二体目のイグア・バギーの背中の砲門がノイズへ弾丸を次々と叩き込む。その激しい猛攻にノイズのライフはこのターンで一気に半分持っていかれてしまった。


 


「再度合体スピリットでアタック!」


『ライフで受ける』


 


ストライクヴルム・レオの口が開かれ、そこから放たれた白銀のレーザーがノイズを襲う。ライフを続けざまに奪い取り、一度見定めた獲物を逃す事はない。正に獅子座の誇りを体現したかのような猛攻を弾は、限界まで続ける。このターンで全てのライフを奪い取るつもりでこの猛攻を更に続けていく。


 


「三体目のイグア・バギーでアタック!合体スピリットは回復する!」


『ライフで受ける』


 


イグア・バギーの体当たりが、三度ストライクヴルム・レオを起こす。相手のライフは残り2つ。対するストライクヴルム・レオのシンボルは2つ。
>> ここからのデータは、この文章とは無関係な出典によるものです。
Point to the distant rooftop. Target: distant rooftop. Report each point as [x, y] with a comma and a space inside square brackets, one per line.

仮に相手の手札にこのアタックを防げるカードがあったとしても、待っているのはフェニック・キャノンとそのアタックによって回復するストライクヴルム・レオだけだ。


 


「これで終わりだ!合体アタック!!」


 


ストライクヴルム・レオが咆哮を上げる。そして、相手のライフを全て奪い取り、弾を勝利へ導く為に走る。


 


『ライフで受ける』


 


ライフで受ける宣言をしたその身体に、白銀のレーザーが叩き込まれる。その光は、ノイズの身体を粉々に打ち砕き、黒い消し炭にでもなったかのように変色させ、霧散するように散らせていくのだった。